The “size” of the incretin effect, that is, the percentage contribution of incretin hormones at total insulin responses to oral glucose, has been estimated at ∼35–75%, depending on the magnitude of the glucose load [6]. In a direct comparison of the incretin effect after 50 g of oral glucose between patients with type 2 diabetes and nondiabetic controls, the size of the incretin effect was 72.8 ± 6.9% in control subjects and 36.0 ± 8.8% in diabetic patients based on insulin measurements and 58.4 ± 7.6% and 7.6 ± 14.5%, respectively, based on C-peptide levels [93]. Because insulin concentrations are largely affected by hepatic insulin clearance, and oral glucose ingestion has been shown to reduce hepatic insulin clearance, it seems appropriate to primarily use C-peptide levels for the calculation of the incretin effect. On that basis it can be concluded that the incretin effect is almost completely absent in patients with type 2 diabetes. Given the importance of the incretin effect for the regulation of postprandial glucose homoeostasis, it has been speculated that a loss of the incretin effects may play a central role in the pathogenesis of type 2 diabetes [94].

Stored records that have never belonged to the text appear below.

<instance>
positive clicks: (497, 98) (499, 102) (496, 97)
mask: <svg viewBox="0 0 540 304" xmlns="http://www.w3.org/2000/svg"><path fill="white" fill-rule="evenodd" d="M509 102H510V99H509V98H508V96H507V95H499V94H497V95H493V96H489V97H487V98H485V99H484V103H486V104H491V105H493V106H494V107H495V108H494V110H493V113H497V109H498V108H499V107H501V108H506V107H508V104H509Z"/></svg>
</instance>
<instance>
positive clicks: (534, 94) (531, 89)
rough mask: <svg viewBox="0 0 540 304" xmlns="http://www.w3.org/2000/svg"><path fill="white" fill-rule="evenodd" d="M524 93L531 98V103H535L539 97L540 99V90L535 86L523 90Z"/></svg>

The incretin effect has also been examined in patients with other types of diabetes. Interestingly, when GIP and GLP-1 were administered intravenously to patients with diabetes secondary to chronic pancreatitis, patients with MODY, LADA or early type 1 diabetes, the insulinotropic actions of the incretin hormones was reduced to a comparable extent as in patients with type 2 diabetes. In line with these observations, the size of the incretin effect was also found to be largely reduced in such patients. Taken together, these studies have lent strong support to the concept that the reduction in the incretin effect in patients with type 2 diabetes develops secondary to chronic hyperglycemia and goes along with a general decline in β-cell mass and function in these individuals [94,95].